Saturday, July 17, 2021

The Awesome Spectacle In Our Own Backyard!

Gladiators in the Coliseum?  Spartans at Thermopylae?  They have nothing on the battles taking place nearly every evening in the water in Paula's garden.

The pond has been there for 30 years now, after it was dug by a backhoe and rocks were placed by guys stronger than me using a Bobcat.  

Together with lots of other critters that have wandered in there is a whole squad of Lithobates clamitans or Eastern Green Frogs.  They and the tree frogs make a wonderful racket in the spring and summer evenings, and the neighbors swear that they like the sound.  I am unaware as to whether or not there is further swearing concerning the amphibian chorus when I'm not present.
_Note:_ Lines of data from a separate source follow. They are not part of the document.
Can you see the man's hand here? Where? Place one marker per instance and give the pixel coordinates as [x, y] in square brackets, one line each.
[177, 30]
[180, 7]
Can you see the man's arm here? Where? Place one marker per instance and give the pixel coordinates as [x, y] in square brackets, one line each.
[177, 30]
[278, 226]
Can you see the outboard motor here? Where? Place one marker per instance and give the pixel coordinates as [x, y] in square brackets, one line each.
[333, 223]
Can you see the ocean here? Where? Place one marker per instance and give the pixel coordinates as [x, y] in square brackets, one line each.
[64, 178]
There are usually about eight or nine adult male frogs in the pond, and each has his own fiefdom of about ten to fifteen square feet to which he invites the curvaceous, cute and slimy females of the species, calling to them from the rocks around the edge of the pond.
These macho denizens of the not-so-deep bravely defend their miniature kingdoms from incursions of the other guys, swimming out to patrol the borders.  They then engage in what have become known as the Friday Night Frog Fights©.  
So what do frogs do when they fight?  They don't have any teeth, they really don't have claws and they can't drown each other - they're frogs, after all.  So they just kind of wrestle and flop around for a minute or so, then return to their respective corners, satisfied that they have proven their valor and repelled the invader.  

Have we descended so far in our retirement years that Friday Night Frog Fights© seem worthy of our attention?  A believable argument could be made to that point.  However, it's very pleasant on a warm summer evening to sit quietly and talk as the soft evening comes on and the watery warriors gird up their froggy loins for what to them are crucial confrontations.
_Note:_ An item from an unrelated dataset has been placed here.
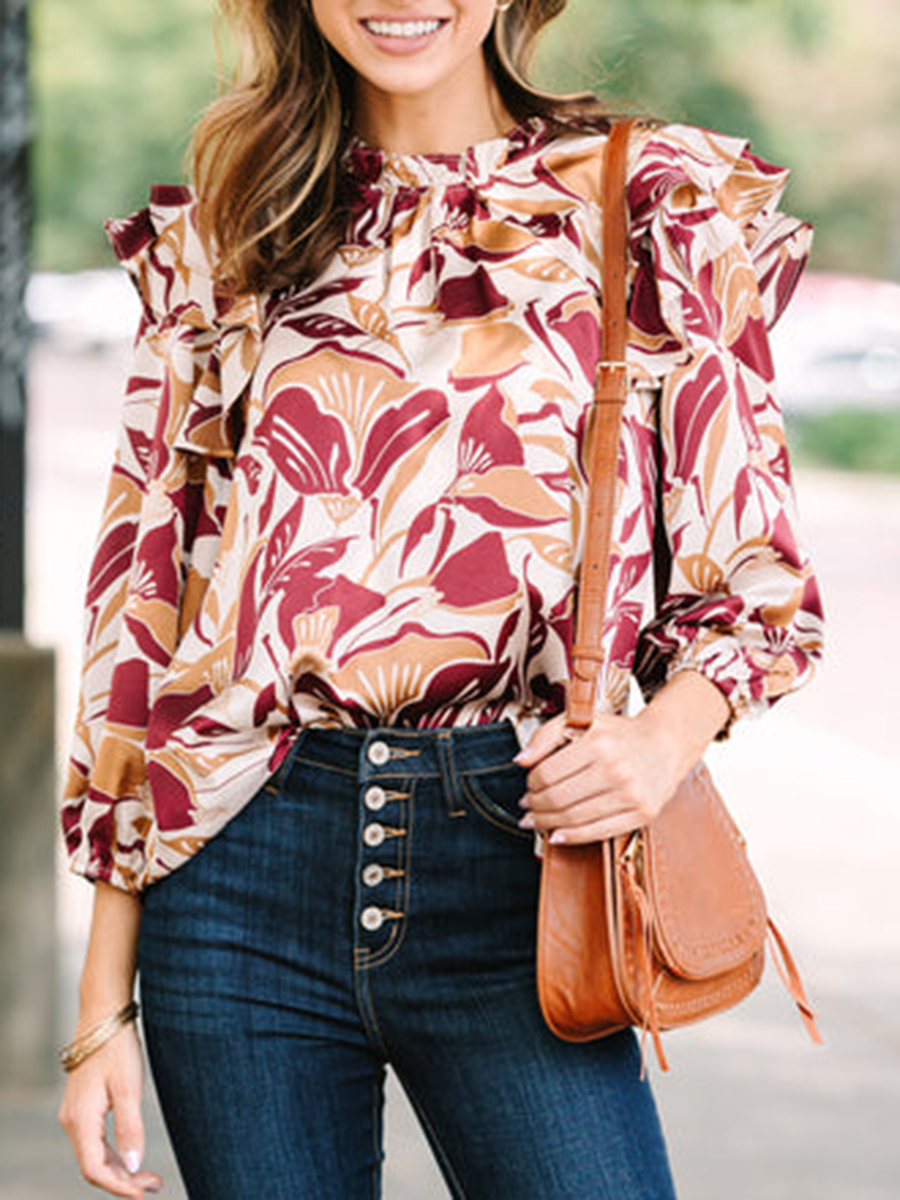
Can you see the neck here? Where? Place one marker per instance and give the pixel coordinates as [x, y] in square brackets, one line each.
[432, 121]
We hope that you find things to do with your time that are half as enjoyable.

Dave & Paula

Friday, July 9, 2021

The Three Biggest Hazards...No, Make That Four.
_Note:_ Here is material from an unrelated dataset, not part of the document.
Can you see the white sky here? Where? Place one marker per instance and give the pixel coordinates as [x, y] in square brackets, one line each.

As previous posts have mentioned, I've been doing some kiteboarding over the past dozen years or so.  If you are not aware of what that means, it's a sport in which a large kite on long lines pulls the participant across the water on something that looks like a wakeboard, all powered by the wind, under some degree of control. 

It is very picturesque, and experts can perform incredible maneuvers, including jumping over a hundred feet vertical, doing all sorts of flips, speeding at up to sixty miles per hour, etc.  Note: I am not an expert.  However, even at my low-intermediate level, it's lots of fun.  Many people believe that one has to have great upper body strength to participate.
Note: That is not a recent picture of me.  Or even a non-recent picture of me.  Instead, the kite is attached to a waist harness, and steering the contraption requires no great strength.  
Unfortunately, anyone who can type "youtube.com" has seen horrific videos of what are known as "kitemares," in which someone messes up with bad consequences.  
Fortunately, with anything close to adequate instruction and some respect for the whole proposition, such things are much more rare than "youtube.com" would make it seem.  
However, as my brother has pointed out, who is far more expert than me, there are three big hazards in kiteboarding.
The first is an innocent-appearing device called a Woo.™ 
Using accelerometers and clever software, a Woo attached to your board can document the height of your jump, its duration, how many G-forces are generated on landing and a bunch of other information.  This data can all be uploaded to your Apple watch or phone and then to the internet so that everyone can see it and you can brag about it.  How could that possibly be dangerous?  What could possibly go wrong?
That is correct.  The hazard of this device is clear.  And by the way, the "I'm" referred to above is not me.
The next major danger is a camera.  As the old saying goes, "If there's no picture/video, it didn't happen."  Again, what could possibly go wrong?
And the third hazard is a crowd.  Even at my baby-steps level, I have felt the unmistakable, massive pull to "do something cool" when people are watching.  More people = more impetus.  Put a couple of thousand spectators on a beach in Capetown, South Africa, and you've got the King of the Air competition and what could possibly go wrong?
And so there you have it, the three most dangerous things about kiteboarding.  
OK, OK, one more.  
My brother Mark and I had a great time kiting on a small bay on the Chesapeake last week.  At the end of the session, I was near the shore in shallow water, bringing my kite down to land when I tripped on something and fell.  I reflexively put out a hand, and came down on a broken bottle or an oyster shell, at least something sharp.  It was awful - I got blood on my kite.
The good news was a) it was at the END of the session and not the beginning, b) CVS has tetanus shots, c) my brother and I are both ex-doctors, and d) I didn't cry.  That much.
So, what's the fourth hazard?  It's the one about being a klutz and falling down in shallow water, and I wasn't even trying to chew gum at the same time.
In all seriousness, the biggest risk of this actually-nice sport is probably driving the car to the site.  My hand is healing well, and chicks dig cool scars, right?  And I can't get the stains off the kite, so that's cool, too.  
We hope that wherever you go kiting has less sharp stuff on the bottom.